Another question for all you lovely people. Part o...
# prefect-community
a
Another question for all you lovely people. Part of my flow requires that I make ~10k http requests (one per user) and then take each result and store it into the same database table. My plan is to have something like: • Task: get list of users • Task: make api request to third party (map over this task with list of users) • Task: store results of API requests with a single SQL insert My question for you: is it wise to have 10k tasks running? I would assume so from the previous threads and docs. I also plan on limiting the Task Concurrency to not exceed my rate limit with the external party. How does this look from an infra point of view? I'm currently running a KubernetesAgent. Will the single Kubernetes Job be running those 10k API requests?
j
Hi @Adam that sounds like a great use of Prefect! To try and sum up the questions what I think you should do is take advantage of Prefect’s native Dask integrations: https://docs.prefect.io/core/advanced_tutorials/dask-cluster.html https://docs.prefect.io/orchestration/execution/local_environment.html#examples This will give you a great interface for running many tasks in parallel. From an infra point of view (in conjunction with the Kubernetes agent) this could look like a few things (depending on your set up): • Using a LocalDaskExecutor in your flow’s environment if not running that many tasks in parallel • Standing up a static dask cluster (either externally or on the k8s cluster) and then pointing the Dask executor
address
to that Dask cluster to execute your tasks on its workers • Using something like the DaskKubernetesEnvironment for dynamically spinning up a dask cluster for each run on k8s
a
Thanks @josh. A follow up on the Dask Kubernetes environment documentation. If I already have the KubernetesAgent setup (with RBAC etc), do I need to provision my cluster with anything else? The docs seem to imply that the Dask cluster will dynamically be created. Am I right in saying I just need to do
Copy code
environment=DaskKubernetesEnvironment(min_workers=1, max_workers=3)
in my flow and then the Dask workers and scheduler will be auto provisioned on my cluster?
j
Yep as long as your cluster has the RBAC applied and there is enough node availability it should spin right up
a
Thanks!
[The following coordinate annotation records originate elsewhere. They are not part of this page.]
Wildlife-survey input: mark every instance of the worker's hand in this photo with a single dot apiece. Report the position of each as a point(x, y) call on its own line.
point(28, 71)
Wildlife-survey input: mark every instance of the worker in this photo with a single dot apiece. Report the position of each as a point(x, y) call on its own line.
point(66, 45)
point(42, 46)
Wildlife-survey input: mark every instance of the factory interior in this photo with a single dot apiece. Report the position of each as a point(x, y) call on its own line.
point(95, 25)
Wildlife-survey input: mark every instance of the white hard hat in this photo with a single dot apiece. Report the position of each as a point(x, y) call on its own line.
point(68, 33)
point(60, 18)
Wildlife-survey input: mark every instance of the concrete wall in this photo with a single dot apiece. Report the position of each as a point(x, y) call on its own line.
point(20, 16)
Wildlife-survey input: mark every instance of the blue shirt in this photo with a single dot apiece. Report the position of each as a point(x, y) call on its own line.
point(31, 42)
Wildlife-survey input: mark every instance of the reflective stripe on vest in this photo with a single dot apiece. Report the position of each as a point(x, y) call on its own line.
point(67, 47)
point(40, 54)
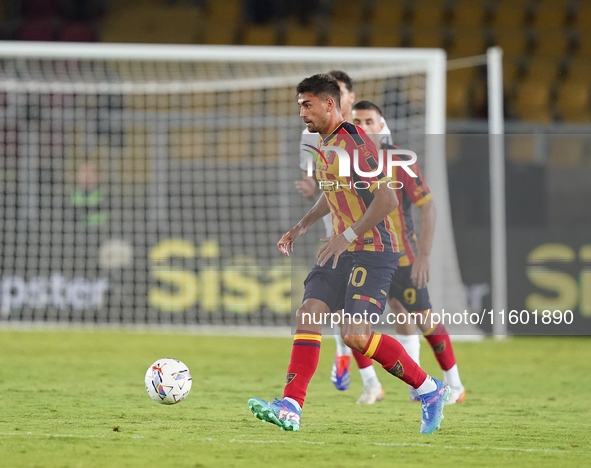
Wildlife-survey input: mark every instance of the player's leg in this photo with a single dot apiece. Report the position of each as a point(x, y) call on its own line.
point(340, 374)
point(416, 301)
point(324, 291)
point(402, 291)
point(433, 393)
point(365, 301)
point(305, 352)
point(406, 334)
point(440, 342)
point(372, 387)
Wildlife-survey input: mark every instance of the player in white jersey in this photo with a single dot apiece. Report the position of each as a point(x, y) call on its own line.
point(308, 187)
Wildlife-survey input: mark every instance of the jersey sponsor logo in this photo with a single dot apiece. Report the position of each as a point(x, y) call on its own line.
point(289, 378)
point(439, 348)
point(316, 153)
point(397, 370)
point(286, 415)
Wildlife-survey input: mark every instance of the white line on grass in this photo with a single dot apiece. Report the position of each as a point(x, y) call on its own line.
point(51, 435)
point(379, 444)
point(385, 444)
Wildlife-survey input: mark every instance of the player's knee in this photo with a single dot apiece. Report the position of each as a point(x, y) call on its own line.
point(310, 315)
point(356, 342)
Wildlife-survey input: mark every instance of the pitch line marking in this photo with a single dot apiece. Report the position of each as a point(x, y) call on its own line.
point(384, 444)
point(379, 444)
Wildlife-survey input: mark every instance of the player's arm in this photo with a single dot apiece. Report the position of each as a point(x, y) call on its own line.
point(319, 210)
point(384, 202)
point(308, 187)
point(420, 268)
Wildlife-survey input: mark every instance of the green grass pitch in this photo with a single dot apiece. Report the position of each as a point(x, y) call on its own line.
point(77, 399)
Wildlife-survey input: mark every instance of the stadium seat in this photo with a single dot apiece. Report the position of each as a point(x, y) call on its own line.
point(468, 16)
point(41, 8)
point(521, 148)
point(78, 31)
point(343, 34)
point(565, 151)
point(509, 70)
point(217, 32)
point(512, 41)
point(584, 48)
point(426, 37)
point(583, 17)
point(387, 13)
point(160, 23)
point(453, 148)
point(467, 42)
point(550, 15)
point(550, 41)
point(260, 35)
point(298, 35)
point(509, 14)
point(386, 36)
point(428, 14)
point(573, 101)
point(543, 69)
point(223, 10)
point(37, 29)
point(345, 10)
point(531, 102)
point(458, 91)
Am I correct in understanding that Dask will run it's own image for the workers rather than the one built in the
Storage
?
j
If you are using the DaskKubernetesEnvironment it will automatically use the same image you have your flow stored in but if you stand up a static dask cluster you would have to control that image yourself 🙂
a
Excellent. Going to give it a try now 🙂
Works 🙂 Thank you!
I take that back 😉 Seem's i'm having a problem with Dask (but it works locally without Dask). I'm getting this error:
Copy code
Unexpected error: RecursionError('maximum recursion depth exceeded')
Traceback (most recent call last):
  File "/usr/local/lib/python3.8/site-packages/prefect/engine/runner.py", line 48, in inner
    new_state = method(self, state, *args, **kwargs)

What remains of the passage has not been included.